An analogue is to imagine that we have a table and chairs side by side in one row only (like the boxes) and you need to put N people to sit on the chairs. Now those ppl have some relations that is -lets say- how probable is one of them to want to speak to another. This is to stand up pass by a number of chairs and speak to the guy there. When the people sit on two successive chairs then they don't need to move in order to talk to each other.
So how can we put those ppl down so that every distance-cost between two ppl are minimized. This means that during the night the overall number of distances walked by the guests are close to minimum.

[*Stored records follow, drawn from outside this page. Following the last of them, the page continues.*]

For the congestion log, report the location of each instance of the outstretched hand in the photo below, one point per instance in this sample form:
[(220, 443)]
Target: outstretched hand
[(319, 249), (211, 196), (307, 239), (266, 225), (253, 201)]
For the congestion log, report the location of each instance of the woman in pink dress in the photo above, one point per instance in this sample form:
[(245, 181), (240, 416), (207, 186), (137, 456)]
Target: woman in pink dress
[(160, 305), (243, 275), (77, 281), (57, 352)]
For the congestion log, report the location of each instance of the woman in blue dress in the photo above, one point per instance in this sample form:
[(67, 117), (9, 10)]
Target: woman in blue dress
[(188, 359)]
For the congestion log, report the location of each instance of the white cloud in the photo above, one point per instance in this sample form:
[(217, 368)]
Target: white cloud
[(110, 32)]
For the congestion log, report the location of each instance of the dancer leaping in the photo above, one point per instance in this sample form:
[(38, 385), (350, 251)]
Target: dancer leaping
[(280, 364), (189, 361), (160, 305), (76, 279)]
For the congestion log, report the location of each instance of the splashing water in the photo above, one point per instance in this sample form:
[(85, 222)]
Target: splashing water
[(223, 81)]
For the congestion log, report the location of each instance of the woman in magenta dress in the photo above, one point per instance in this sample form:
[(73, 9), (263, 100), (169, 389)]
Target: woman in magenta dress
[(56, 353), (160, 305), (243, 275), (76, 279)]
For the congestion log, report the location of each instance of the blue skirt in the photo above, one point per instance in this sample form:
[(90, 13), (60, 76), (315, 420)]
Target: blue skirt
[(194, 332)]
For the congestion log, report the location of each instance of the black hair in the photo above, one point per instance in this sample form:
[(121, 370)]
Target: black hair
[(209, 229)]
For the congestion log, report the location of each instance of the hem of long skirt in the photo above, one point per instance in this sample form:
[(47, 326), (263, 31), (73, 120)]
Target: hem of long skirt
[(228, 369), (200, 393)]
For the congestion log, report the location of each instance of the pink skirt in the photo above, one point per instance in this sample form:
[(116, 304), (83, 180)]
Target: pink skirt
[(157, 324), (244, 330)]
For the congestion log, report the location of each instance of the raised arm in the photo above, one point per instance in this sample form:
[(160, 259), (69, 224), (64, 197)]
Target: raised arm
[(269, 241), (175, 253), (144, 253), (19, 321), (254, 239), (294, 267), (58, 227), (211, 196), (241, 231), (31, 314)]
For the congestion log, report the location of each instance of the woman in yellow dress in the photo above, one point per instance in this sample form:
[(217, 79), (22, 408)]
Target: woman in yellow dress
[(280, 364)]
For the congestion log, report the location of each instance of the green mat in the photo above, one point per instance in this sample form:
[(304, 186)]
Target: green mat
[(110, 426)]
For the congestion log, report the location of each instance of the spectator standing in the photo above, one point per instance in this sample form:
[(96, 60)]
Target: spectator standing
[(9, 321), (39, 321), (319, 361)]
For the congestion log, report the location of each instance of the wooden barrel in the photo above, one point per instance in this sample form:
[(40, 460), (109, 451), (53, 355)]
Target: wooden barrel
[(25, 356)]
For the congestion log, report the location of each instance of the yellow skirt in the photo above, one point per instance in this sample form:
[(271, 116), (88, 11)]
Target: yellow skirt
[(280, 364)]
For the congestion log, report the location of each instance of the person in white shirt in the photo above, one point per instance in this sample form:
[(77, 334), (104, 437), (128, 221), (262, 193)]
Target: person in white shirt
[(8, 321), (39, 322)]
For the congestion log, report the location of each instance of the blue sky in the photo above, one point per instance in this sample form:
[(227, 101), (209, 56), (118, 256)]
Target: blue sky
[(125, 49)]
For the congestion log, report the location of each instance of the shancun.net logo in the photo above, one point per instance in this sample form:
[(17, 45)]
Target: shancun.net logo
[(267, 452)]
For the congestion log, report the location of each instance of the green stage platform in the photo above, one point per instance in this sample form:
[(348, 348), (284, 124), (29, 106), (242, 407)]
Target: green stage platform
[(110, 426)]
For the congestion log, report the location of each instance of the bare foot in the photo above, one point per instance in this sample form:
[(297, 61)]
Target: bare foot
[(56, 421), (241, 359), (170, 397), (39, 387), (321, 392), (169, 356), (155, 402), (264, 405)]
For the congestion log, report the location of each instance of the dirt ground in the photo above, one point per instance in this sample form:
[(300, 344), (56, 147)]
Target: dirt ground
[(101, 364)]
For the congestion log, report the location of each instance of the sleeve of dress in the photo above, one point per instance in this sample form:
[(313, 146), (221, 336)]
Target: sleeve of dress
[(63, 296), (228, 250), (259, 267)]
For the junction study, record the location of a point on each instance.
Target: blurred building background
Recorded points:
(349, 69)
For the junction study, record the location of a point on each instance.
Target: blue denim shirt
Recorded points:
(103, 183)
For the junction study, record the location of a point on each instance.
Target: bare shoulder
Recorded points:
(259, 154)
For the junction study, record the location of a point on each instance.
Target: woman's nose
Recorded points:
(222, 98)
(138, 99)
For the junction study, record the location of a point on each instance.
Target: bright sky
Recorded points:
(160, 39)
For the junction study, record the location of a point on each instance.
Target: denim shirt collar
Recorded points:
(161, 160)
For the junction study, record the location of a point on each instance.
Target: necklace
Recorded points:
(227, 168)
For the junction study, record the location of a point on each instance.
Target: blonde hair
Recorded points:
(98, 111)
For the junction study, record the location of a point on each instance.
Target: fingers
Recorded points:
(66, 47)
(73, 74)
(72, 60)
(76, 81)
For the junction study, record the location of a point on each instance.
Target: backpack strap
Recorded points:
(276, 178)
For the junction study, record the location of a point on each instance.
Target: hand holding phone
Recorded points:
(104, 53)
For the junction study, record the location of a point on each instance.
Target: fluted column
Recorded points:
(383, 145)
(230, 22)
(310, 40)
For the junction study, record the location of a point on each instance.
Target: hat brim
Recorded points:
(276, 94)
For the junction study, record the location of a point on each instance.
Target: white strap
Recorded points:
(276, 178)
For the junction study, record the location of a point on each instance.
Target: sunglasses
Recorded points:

Greedy search is... ok forget it!
I am interested in hearing if there is a standard formulation of such problem for which I could find some literature, and also different searching approaches (e.g. dynamic programming, tabu search, simulated annealing etc from combinatorial optimization field).
Looking forward to hear your ideas.
PS. My question has something in common with this thread Algorithm for ordering a list of Objects, but I think here it is better posed as problem and probably slightly different.
That sounds like an instance of the Quadratic Assignment Problem. The speciality is due to the fact that the locations are placed on one line only, but I don't think this will make it easier to solve. The QAP in general is NP hard. Unless I misinterpreted your problem you can't find an optimal algorithm that solves the problem in polynomial time without proving P=NP at the same time.
If the instances are small you can use exact methods such as branch and bound. You can also use tabu search or other metaheuristics if the problem is more difficult. We have an implementation of the QAP and some metaheuristics in HeuristicLab. You can configure the problem in the GUI, just paste the similarity and the distance matrix into the appropriate parameters. Try starting with the robust Taboo Search. It's an older, but still quite well working algorithm. Taillard also has the C code for it on his website if you want to implement it for yourself. Our implementation is based on that code.
There has been a lot of publications done on the QAP. More modern algorithms combine genetic search abilities with local search heuristics (e. g. Genetic Local Search from Stützle IIRC).
Here's a variation of the already posted method. I don't think this one is optimal, but it may be a start.
Create a list of all the pairs in descending cost order.
While list not empty:
Pop the head item from the list.
If neither element is in an existing group, create a new group containing
the pair.
If one element is in an existing group, add the other element to whichever
end puts it closer to the group member.
If both elements are in existing groups, combine them so as to minimize
the distance between the pair.
Group combining may require reversal of order in a group, and the data structure should
be designed to support that.
Let me help the thread (of my own) with a simplistic ordering approach.
1. Order the upper half of the similarity matrix.
2. Start with the pair of objects having the highest similarity weight and place them in the center positions.
3. The next object may be put on the left or the right side of them. So each time you may select the object that when put to left or right
has the highest cost to the pre-placed objects. Goto Step 2.
The selection of Step 3 is because if you left this object and place it later this cost will be again the greatest of the remaining, and even more (farther to the pre-placed objects). So the costly placements should be done as earlier as it can be.
This is too simple and of course does not discover a good solution.
Another approach is to
1. start with a complete ordering generated somehow (random or from another algorithm)
2. try to improve it using "swaps" of object pairs.
I believe local minima would be a huge deterrent.